In 2024, under newly appointed CEO Matt Garman's restructuring of AWS's leadership, Cray's teams were folded into an integrated global sales organization alongside peers Dave Levy and Robert Chu, all reporting to Greg Pearson. The consolidation reflects the broader trend in AWS toward unified commercial execution rather than siloed regional structures - a model Cray has been building toward across his career.
The Youth Tech Day Moment
In October 2023, Cray appeared as a special guest speaker at an AWS Youth Tech Day event hosted at the AWS Skills Center in Seattle, organized in partnership with IGNITE Worldwide.

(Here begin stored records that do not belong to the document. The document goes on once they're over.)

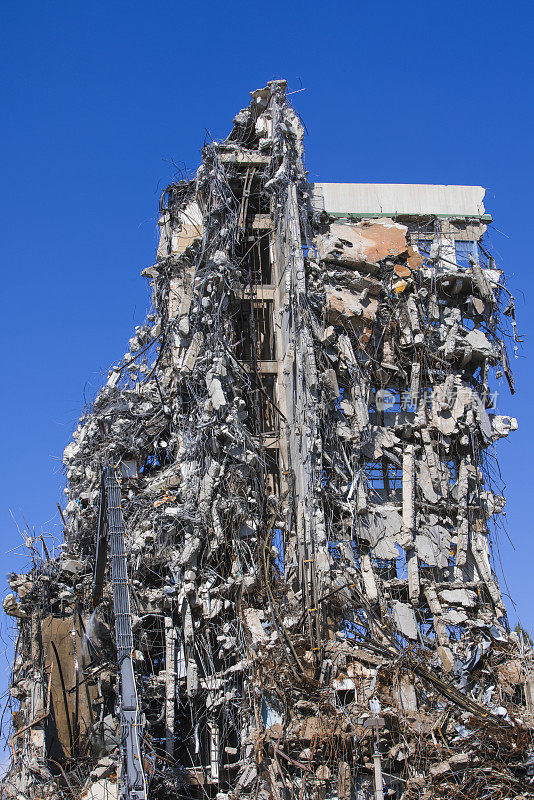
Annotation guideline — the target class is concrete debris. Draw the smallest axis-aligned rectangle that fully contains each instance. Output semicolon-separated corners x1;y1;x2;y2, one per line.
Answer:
3;81;534;800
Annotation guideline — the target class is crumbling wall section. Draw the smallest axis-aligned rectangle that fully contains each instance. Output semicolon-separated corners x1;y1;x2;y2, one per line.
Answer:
4;81;533;800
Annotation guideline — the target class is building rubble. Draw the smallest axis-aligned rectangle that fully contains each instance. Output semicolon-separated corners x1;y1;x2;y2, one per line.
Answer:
3;81;534;800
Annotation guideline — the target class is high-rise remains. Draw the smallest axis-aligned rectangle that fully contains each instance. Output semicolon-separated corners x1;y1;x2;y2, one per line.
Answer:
4;81;534;800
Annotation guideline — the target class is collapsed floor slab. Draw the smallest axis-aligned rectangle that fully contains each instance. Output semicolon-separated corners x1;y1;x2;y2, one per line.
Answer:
4;81;534;800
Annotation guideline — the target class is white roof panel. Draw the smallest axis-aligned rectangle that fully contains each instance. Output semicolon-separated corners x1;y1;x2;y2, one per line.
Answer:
313;183;486;217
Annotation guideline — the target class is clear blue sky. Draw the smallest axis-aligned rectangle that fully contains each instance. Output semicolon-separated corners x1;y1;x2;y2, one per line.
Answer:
0;0;534;668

The event brought students from the West Valley Innovation Center to a full day of hands-on technology learning.
He shared his own story of working in the technology industry - a career that started in early-90s marketing and ran through China's enterprise expansion and AWS's global machine - and made a clear argument: diversity in STEM isn't a nice-to-have for innovation. It's the point. He encouraged students to "inspire curiosity" in themselves and each other.
The moment is instructive. A VP-level executive at the world's largest cloud company showing up to speak to students from underserved communities isn't the rarest thing, but the context matters. IGNITE Worldwide's mission centers specifically on young women in STEM. Cray's presence signals something about where he thinks the next generation of builders actually comes from.

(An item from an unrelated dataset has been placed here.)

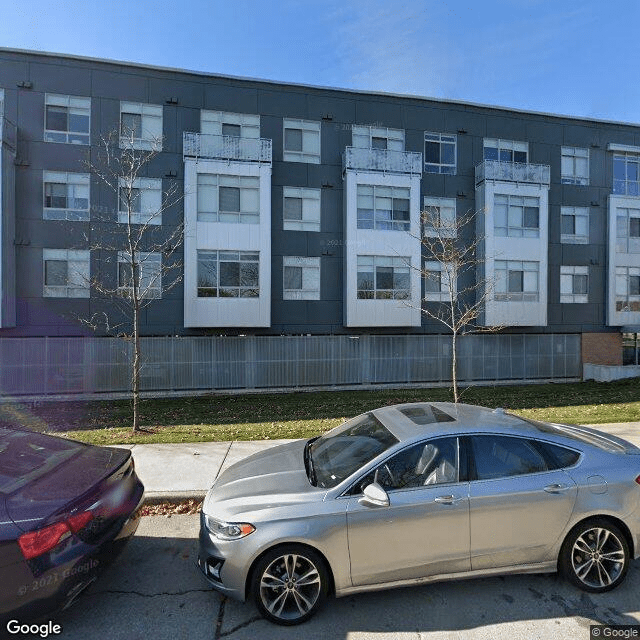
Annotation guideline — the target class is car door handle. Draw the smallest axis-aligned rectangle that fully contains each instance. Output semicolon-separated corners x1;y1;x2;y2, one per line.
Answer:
433;495;462;504
544;483;571;493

AWS by the Numbers - Cray's Operational Scope
What Peter Cray Prioritizes
In a publicly available quote about Row Zero - a spreadsheet analytics tool built on Amazon Redshift and S3 - Cray made a practical argument about operational efficiency that reflects his operating philosophy. The efficiency gains from better data tooling, he said, "translate to thousands of saved workforce hours - time our teams now invest in higher-value analysis and decision making."
This is the language of someone who thinks about organizational throughput. Not in the abstract sense of "we should be more data-driven" - in the concrete sense of: people are spending time on something, that time can be redirected, here's what we'd rather they were doing. For someone who runs operations across 122 markets, the math compounds quickly.
It also signals something about how AWS uses its own ecosystem internally. The company's commercial organization is, in effect, a live demonstration of the cloud services it sells. When Cray endorses a tool that sits on Redshift and S3, it's a reminder that the pipeline runs in both directions.
Studied at Monash University in Australia before building a three-decade career spanning enterprise tech across the US, China, and globally.
Ran Microsoft's entire China and Greater China Region as COO - one of the most complex enterprise postings in global tech - for three years starting in 2004.
One of only three executives (alongside Dave Levy and Robert Chu) whose teams report directly to AWS Global Sales chief Greg Pearson under the 2024 restructure.